第一幹部は既に街道沿いの古い商会倉庫を改造した地下拷問場に移動していた。
そこには街の混乱から逃げ込んできた住民たちが、恐怖に顔を引きつらせてひしめいている。
「な……何をする気だ……」
「私たちはただの商人だ! どうか見逃して――」
第一幹部はゆっくりと歩み寄り、その太い手で男の顎を掴んだ。
「影を知らぬ者は、この街に住む資格がない」
「ひっ……!」
熱した刻印具が、男の胸に当てられる。
「ぐぁぁああああああああ!」
悲鳴が地下を震わせ、他の住民たちが一斉に壁際へ逃げ惑った。
だが幹部の手は止まらない。
一人一人に黒い印章を刻み、その血を地下の黒い溝に流す。
「御方の影は血を糧に育つ」
第一幹部のその声はどこまでも静かで、残酷な優しさに満ちていた。
地上では、街中が戦場だった。
討伐軍は街道を突破し、一気に広場へなだれ込む。
聖堂騎士の列は確かに強かった。
だがそこには暗殺姫がいた。
黒い短髪を夜気に揺らし、頬には乾いた血の痕。
その目は恍惚と熱に濡れ、細い刃を血の中へ次々に突き立てていく。
「御方……御方、見てください……!」
切り裂かれた騎士の喉から血が吹き出し、その飛沫を顔に浴びると、暗殺姫は小さく声を漏らした。

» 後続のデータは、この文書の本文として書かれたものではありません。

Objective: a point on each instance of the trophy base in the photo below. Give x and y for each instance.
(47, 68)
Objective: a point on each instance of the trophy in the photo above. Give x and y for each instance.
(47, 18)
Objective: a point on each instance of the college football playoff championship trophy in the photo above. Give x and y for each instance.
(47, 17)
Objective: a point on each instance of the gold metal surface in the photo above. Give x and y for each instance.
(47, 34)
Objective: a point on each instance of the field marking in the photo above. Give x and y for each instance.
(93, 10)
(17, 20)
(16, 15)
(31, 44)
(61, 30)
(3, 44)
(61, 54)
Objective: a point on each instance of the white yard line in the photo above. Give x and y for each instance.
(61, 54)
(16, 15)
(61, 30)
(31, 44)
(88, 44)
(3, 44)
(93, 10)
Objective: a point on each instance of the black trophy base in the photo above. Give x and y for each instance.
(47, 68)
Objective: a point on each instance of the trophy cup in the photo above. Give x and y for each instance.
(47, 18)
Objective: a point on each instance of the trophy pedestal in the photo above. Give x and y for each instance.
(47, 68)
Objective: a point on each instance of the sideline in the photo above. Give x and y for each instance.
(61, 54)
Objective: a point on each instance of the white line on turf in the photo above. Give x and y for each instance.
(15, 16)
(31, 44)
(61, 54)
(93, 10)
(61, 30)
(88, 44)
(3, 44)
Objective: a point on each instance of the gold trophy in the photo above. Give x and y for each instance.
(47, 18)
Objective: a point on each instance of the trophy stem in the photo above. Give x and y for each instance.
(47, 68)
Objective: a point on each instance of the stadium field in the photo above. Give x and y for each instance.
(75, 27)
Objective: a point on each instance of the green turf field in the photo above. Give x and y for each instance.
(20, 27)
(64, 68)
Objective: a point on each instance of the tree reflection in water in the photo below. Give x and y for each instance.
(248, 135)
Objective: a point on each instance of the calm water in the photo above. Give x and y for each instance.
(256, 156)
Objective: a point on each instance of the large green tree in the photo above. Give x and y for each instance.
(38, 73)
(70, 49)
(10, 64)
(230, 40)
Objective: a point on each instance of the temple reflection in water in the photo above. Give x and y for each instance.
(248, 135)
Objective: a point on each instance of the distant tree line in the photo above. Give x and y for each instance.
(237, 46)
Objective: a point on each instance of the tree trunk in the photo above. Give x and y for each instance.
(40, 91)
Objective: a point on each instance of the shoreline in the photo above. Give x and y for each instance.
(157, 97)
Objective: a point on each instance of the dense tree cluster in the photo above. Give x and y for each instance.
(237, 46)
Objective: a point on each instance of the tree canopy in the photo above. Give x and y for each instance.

「御方……私、もっと血を捧げます……御方の影を守るのは私……!」
聖堂騎士の一人が震える声で剣を構える。
「化け物め……!」
「違う」
暗殺姫は笑った。
その笑みは痛々しいほどに嬉しそうで、狂っていて、どこか幼い。
「私は御方の影……御方のためだけの影……!」
瞬間、短剣が跳ね、聖堂騎士の鎧の隙間を裂いた。
血が噴き出し、その血を暗殺姫は両手ですくい上げ、印章の刻まれた胸に押し当てた。
「御方……見て……御方の影は、私が守るから……」
屋根の上。
俺はその光景をずっと見下ろしていた。
街が血と悲鳴に満ちる。
討伐軍の白い列が次々に崩れ、黒い外套たちが夜の獣のように襲いかかる。
その中心で、暗殺姫が血を浴びて笑っていた。
(……もう俺には)
止める力なんて、残っていなかった。
いや――そもそも止める気があったのか。
この夜の深さ、この血の温かさ、この影の重み。
それがたまらなく心地よくて、胸の奥が小さく疼いた。
「御方……!」
暗殺姫がこちらを見上げ、血に塗れた顔で涙を零した。
「私……御方の影でしょ……?御方のために、何人でも殺します……御方のために、この街を全部血で染めます……!」
(ああ――)
唇の端が勝手に吊り上がる。
影は踏まれるためにある。
なら俺は――最後まで踏まれてやろう。
その夜、王都軍は潰走した。
討伐軍の残党が街道へ逃げ帰り、影の御方の名を泣き声のように唱える。
「黒い印章を……影の御方が……屋根の上から嗤っていた……」
その声はやがて王都へ届き、光の王宮を冷たく濡らす。
屋根の上で、俺はそっと血に濡れた手を見つめた。
暗殺姫がいつの間にか背中に寄り添い、その細い指で俺の指を絡め取る。
「御方……」
小さく囁くその声が、痛いほど愛しかった。
(……もうどうにでもなれ)
夜風が冷たく頬を撫でる。
血と涙と影が、その夜をとても甘くしていた。